This GitHub repo contains all of the code and information produced for the Guertinlab Tn5 bias correction project. It was made to accompany the paper "Correction of transposase sequence bias in ATAC-seq data with rule ensemble modeling" by providing the code and methods used to produce the figures and data. It is divided into 4 sections:
The folder labeled 'seqOutATACBias_setup' contains seqOutATACBias, which is a CLI that corrects the sequence bias of Tn5 transposase in ATAC-seq data using a rule ensemble model.
The folder labeled 'seqOutATACBias_workflow_Vignette' contains a vignette which explains the methods used by seqOutATACBias and uses data from chromosome 21 to show bias correction. This is a light weight analysis that can be conducted in less than 15 minutes, and uses less than 1Gb of disk space when completed.
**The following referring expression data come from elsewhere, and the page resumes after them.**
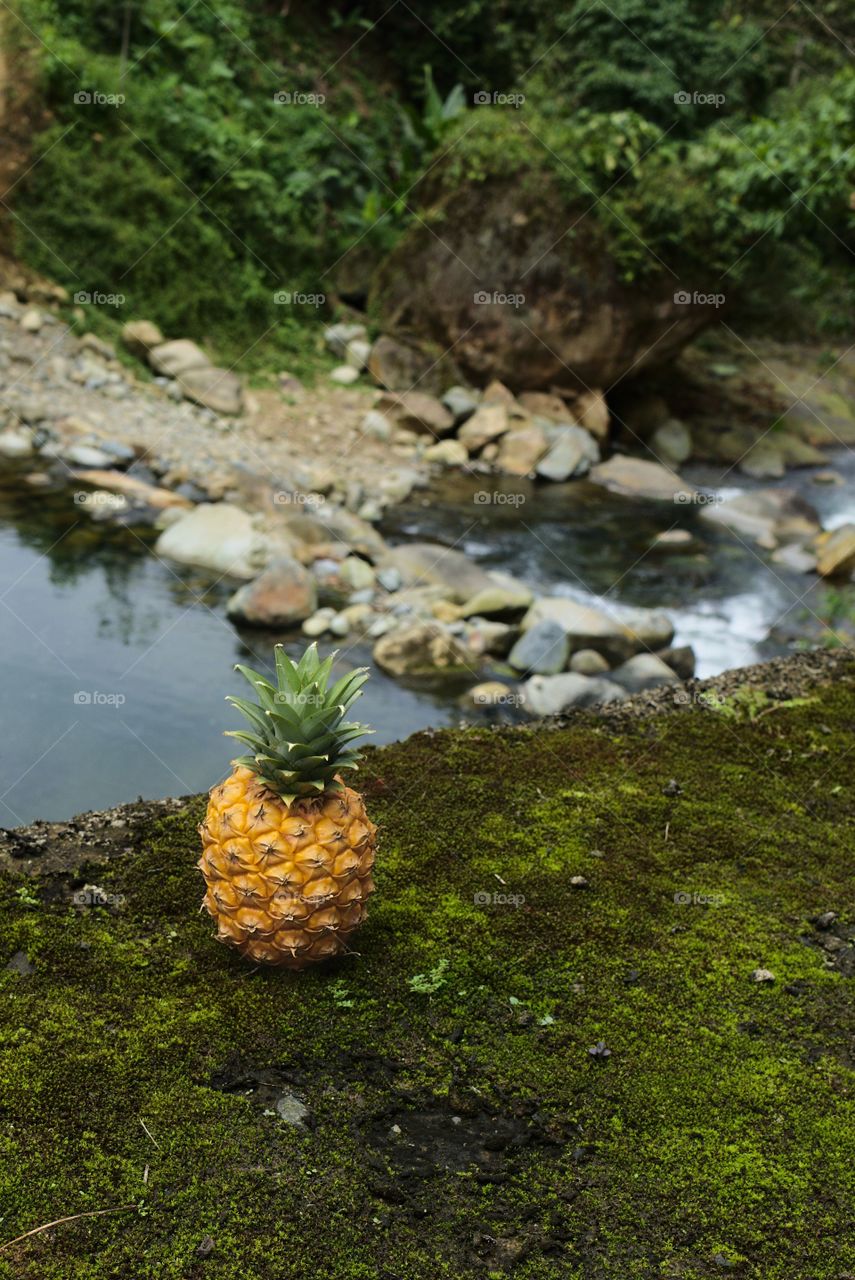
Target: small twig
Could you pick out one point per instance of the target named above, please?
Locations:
(149, 1132)
(72, 1217)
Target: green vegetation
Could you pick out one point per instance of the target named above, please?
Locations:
(199, 197)
(629, 1102)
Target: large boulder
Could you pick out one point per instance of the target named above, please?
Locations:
(280, 597)
(513, 296)
(216, 536)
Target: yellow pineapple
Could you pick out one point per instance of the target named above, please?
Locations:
(288, 848)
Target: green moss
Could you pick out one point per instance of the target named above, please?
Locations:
(141, 1061)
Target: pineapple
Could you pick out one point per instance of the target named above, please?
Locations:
(288, 848)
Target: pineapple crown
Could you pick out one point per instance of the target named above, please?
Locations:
(300, 737)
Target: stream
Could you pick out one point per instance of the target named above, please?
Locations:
(115, 664)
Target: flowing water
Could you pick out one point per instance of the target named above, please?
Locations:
(115, 664)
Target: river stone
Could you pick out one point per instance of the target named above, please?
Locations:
(415, 411)
(376, 425)
(487, 424)
(543, 649)
(643, 671)
(282, 595)
(492, 693)
(15, 443)
(571, 453)
(356, 574)
(218, 389)
(177, 357)
(549, 695)
(357, 353)
(837, 553)
(421, 649)
(591, 412)
(768, 516)
(216, 536)
(461, 402)
(521, 448)
(449, 453)
(763, 461)
(639, 478)
(497, 598)
(588, 662)
(338, 336)
(430, 565)
(671, 442)
(140, 337)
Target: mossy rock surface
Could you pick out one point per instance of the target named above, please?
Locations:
(457, 1123)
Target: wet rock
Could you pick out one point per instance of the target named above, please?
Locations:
(344, 375)
(492, 693)
(356, 574)
(763, 461)
(177, 357)
(549, 695)
(680, 659)
(571, 453)
(449, 453)
(429, 563)
(638, 478)
(140, 337)
(15, 443)
(218, 389)
(836, 552)
(521, 448)
(498, 598)
(421, 649)
(216, 536)
(461, 402)
(339, 336)
(415, 411)
(643, 671)
(543, 649)
(376, 425)
(484, 426)
(588, 662)
(280, 597)
(671, 442)
(767, 516)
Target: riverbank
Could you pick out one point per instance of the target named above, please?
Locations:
(598, 1023)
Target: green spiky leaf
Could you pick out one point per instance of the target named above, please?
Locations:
(298, 735)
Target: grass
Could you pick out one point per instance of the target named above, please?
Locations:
(140, 1061)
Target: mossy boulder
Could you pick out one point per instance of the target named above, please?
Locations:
(551, 1057)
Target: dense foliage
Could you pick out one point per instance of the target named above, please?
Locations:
(200, 196)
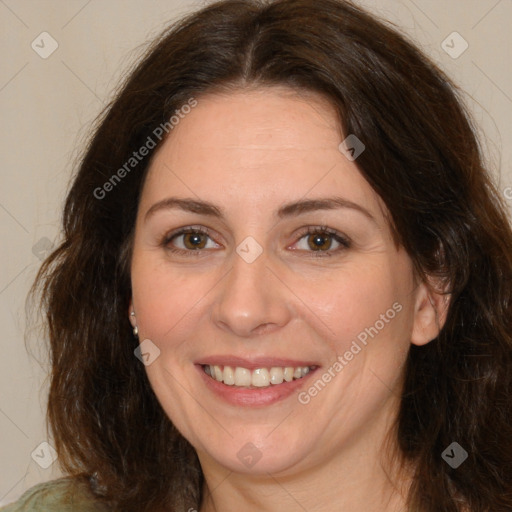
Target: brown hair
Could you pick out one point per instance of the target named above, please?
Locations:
(421, 157)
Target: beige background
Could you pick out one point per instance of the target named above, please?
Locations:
(47, 106)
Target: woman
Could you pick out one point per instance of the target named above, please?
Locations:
(285, 281)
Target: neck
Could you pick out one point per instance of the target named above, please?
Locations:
(352, 481)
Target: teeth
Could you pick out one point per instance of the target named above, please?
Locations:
(260, 377)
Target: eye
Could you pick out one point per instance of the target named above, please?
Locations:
(321, 240)
(189, 239)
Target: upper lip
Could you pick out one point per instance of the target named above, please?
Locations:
(252, 363)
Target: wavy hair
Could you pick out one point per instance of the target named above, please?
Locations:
(424, 161)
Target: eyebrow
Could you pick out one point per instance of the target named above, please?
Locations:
(288, 210)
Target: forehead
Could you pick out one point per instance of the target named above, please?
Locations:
(257, 148)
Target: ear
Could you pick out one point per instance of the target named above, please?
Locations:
(131, 314)
(430, 311)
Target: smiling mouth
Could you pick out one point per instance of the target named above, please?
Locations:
(257, 378)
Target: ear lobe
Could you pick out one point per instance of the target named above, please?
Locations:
(430, 314)
(131, 314)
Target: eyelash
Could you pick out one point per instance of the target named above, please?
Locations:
(311, 230)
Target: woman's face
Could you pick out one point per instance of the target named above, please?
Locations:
(260, 250)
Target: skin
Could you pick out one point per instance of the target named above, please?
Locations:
(250, 152)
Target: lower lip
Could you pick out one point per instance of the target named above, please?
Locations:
(253, 396)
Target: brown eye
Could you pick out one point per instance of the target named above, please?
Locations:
(194, 240)
(322, 241)
(319, 242)
(189, 240)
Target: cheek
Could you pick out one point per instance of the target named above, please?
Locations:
(362, 299)
(165, 297)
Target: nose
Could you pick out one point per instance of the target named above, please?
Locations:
(251, 299)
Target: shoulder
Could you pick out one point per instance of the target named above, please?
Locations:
(62, 495)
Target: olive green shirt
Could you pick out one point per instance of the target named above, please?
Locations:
(61, 495)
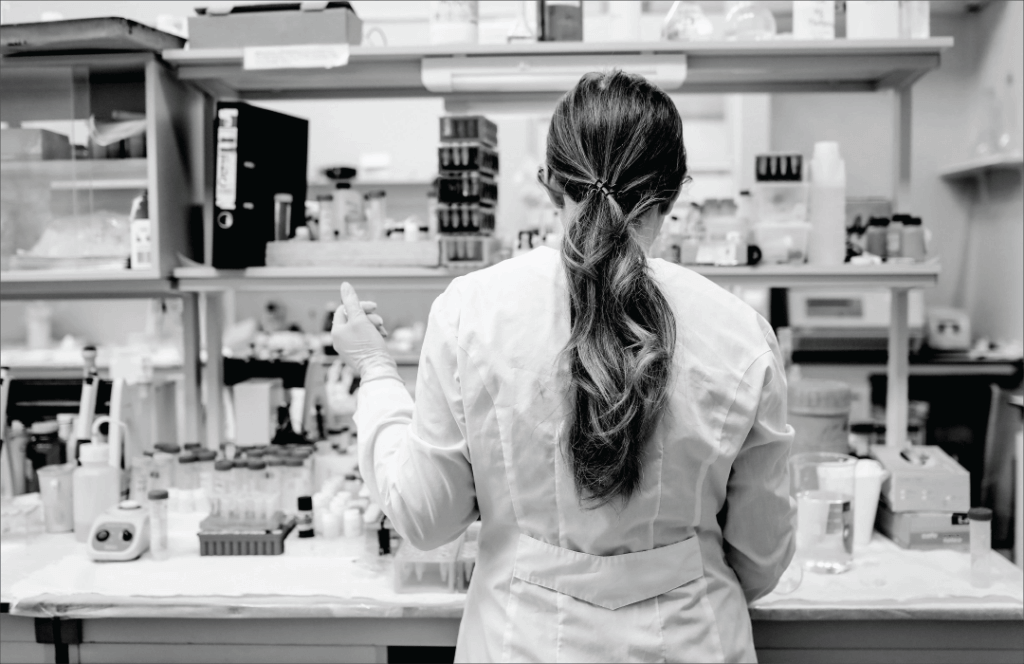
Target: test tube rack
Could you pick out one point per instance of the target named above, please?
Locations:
(219, 536)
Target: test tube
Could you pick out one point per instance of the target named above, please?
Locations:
(164, 463)
(186, 479)
(981, 546)
(221, 492)
(255, 508)
(240, 475)
(158, 523)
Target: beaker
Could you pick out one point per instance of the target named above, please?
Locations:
(823, 487)
(56, 492)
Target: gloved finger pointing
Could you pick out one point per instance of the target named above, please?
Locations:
(351, 301)
(340, 317)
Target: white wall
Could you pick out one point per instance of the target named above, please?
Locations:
(995, 267)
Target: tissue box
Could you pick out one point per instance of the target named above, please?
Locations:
(33, 144)
(274, 25)
(923, 479)
(925, 530)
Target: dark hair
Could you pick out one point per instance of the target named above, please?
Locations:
(615, 148)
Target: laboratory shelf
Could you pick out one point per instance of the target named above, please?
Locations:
(289, 279)
(83, 284)
(276, 279)
(79, 169)
(977, 167)
(779, 66)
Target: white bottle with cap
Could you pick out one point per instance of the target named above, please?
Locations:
(827, 206)
(96, 487)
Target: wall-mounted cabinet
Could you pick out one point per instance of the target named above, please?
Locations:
(89, 142)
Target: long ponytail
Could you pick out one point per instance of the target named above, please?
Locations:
(615, 148)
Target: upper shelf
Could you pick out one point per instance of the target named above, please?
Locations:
(275, 279)
(79, 284)
(976, 167)
(780, 66)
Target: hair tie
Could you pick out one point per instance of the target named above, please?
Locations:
(601, 187)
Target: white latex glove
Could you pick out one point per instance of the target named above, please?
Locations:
(358, 338)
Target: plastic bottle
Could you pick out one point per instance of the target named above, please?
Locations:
(352, 519)
(913, 243)
(981, 546)
(304, 525)
(876, 237)
(827, 206)
(164, 464)
(186, 473)
(158, 523)
(221, 493)
(96, 486)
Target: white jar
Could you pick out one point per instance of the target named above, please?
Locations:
(96, 485)
(454, 22)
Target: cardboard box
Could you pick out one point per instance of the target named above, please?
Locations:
(923, 479)
(254, 27)
(33, 144)
(925, 530)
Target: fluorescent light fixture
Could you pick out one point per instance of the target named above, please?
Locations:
(542, 73)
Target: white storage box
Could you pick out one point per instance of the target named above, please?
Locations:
(375, 253)
(782, 242)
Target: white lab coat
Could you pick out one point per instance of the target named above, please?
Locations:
(665, 578)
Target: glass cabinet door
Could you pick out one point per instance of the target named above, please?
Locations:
(74, 166)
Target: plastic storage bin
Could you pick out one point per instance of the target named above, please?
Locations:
(434, 571)
(782, 242)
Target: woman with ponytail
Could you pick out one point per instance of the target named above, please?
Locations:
(616, 422)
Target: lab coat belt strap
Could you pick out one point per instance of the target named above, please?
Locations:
(609, 581)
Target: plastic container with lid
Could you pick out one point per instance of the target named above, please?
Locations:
(204, 469)
(876, 238)
(165, 461)
(96, 487)
(819, 412)
(45, 448)
(913, 243)
(158, 523)
(56, 493)
(186, 476)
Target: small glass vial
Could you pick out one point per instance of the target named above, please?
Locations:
(158, 523)
(221, 494)
(165, 460)
(304, 523)
(186, 476)
(981, 546)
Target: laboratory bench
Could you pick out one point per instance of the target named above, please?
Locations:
(327, 599)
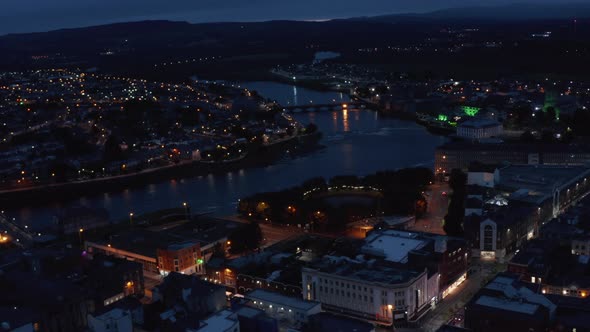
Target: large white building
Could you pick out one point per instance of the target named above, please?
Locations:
(115, 320)
(372, 290)
(294, 311)
(480, 128)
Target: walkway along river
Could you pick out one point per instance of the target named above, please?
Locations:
(353, 142)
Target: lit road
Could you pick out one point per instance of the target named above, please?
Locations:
(455, 302)
(438, 202)
(271, 233)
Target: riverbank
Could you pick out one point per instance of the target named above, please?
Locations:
(265, 155)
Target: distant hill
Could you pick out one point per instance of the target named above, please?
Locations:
(514, 12)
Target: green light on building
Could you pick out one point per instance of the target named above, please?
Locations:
(470, 110)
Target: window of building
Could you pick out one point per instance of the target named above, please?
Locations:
(488, 233)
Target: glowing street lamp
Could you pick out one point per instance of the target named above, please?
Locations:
(80, 231)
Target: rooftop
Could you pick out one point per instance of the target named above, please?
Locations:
(393, 245)
(282, 300)
(508, 305)
(373, 271)
(540, 179)
(480, 123)
(220, 321)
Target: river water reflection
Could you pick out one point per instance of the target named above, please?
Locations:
(354, 142)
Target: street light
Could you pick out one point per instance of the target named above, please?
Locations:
(80, 231)
(186, 210)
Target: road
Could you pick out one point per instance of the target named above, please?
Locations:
(455, 302)
(438, 203)
(271, 233)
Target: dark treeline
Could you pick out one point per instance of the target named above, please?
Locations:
(321, 202)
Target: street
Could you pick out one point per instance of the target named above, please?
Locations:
(453, 305)
(438, 202)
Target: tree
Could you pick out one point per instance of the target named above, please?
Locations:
(527, 137)
(246, 238)
(453, 222)
(311, 128)
(112, 149)
(551, 114)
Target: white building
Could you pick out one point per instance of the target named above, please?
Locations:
(221, 321)
(581, 246)
(483, 178)
(480, 128)
(373, 290)
(115, 320)
(284, 308)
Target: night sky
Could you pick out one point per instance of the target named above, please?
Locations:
(43, 15)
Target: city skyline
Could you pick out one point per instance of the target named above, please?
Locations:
(38, 16)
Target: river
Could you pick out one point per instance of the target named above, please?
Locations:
(354, 142)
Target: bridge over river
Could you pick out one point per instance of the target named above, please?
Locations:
(326, 107)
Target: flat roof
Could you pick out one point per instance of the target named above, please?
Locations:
(534, 183)
(282, 300)
(508, 305)
(393, 245)
(376, 272)
(219, 321)
(480, 123)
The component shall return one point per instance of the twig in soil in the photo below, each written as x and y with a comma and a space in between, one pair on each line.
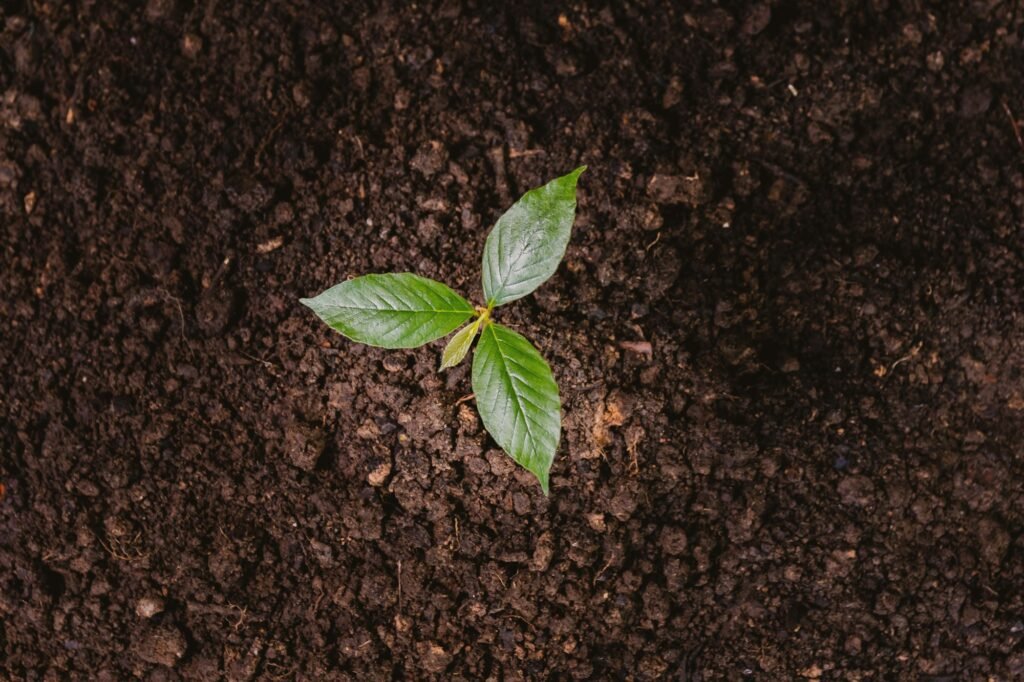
119, 550
515, 154
1013, 123
910, 355
778, 170
181, 315
399, 587
229, 611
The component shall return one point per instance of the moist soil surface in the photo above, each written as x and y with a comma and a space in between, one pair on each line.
787, 333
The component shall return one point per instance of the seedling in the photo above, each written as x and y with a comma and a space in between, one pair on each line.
516, 394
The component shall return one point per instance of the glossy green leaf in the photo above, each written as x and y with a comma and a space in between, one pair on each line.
398, 310
528, 242
517, 398
457, 348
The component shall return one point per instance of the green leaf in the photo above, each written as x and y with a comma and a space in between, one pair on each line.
460, 344
398, 310
528, 242
517, 398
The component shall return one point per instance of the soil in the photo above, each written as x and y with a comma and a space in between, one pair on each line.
788, 335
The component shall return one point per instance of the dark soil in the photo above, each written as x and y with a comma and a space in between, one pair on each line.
812, 212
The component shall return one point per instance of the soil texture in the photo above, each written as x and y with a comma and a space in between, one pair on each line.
788, 336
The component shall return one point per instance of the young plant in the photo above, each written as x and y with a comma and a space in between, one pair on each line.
516, 394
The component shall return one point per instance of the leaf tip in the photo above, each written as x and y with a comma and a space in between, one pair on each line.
543, 478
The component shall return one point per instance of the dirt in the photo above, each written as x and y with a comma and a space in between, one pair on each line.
788, 335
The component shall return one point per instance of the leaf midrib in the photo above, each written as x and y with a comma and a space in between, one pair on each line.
355, 307
515, 394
The folder labled 'Manuscript_Vignette' contains all of the code to conduct the analysis outlined in "Correction of transposase sequence bias in ATAC-seq data with rule ensemble modeling". This vignette will download all of the publicly available data used in the paper and conduct the appropriate analysis. Completion takes several days and requires the use of an HPC environment and slightly more than a terabyte of storage space.
The 'Manuscript_Figures' folder contains the data which is directly plotted in "Correction of transposase sequence bias in ATAC-seq data with rule ensemble modeling" figures and the necessary code to produce said figures.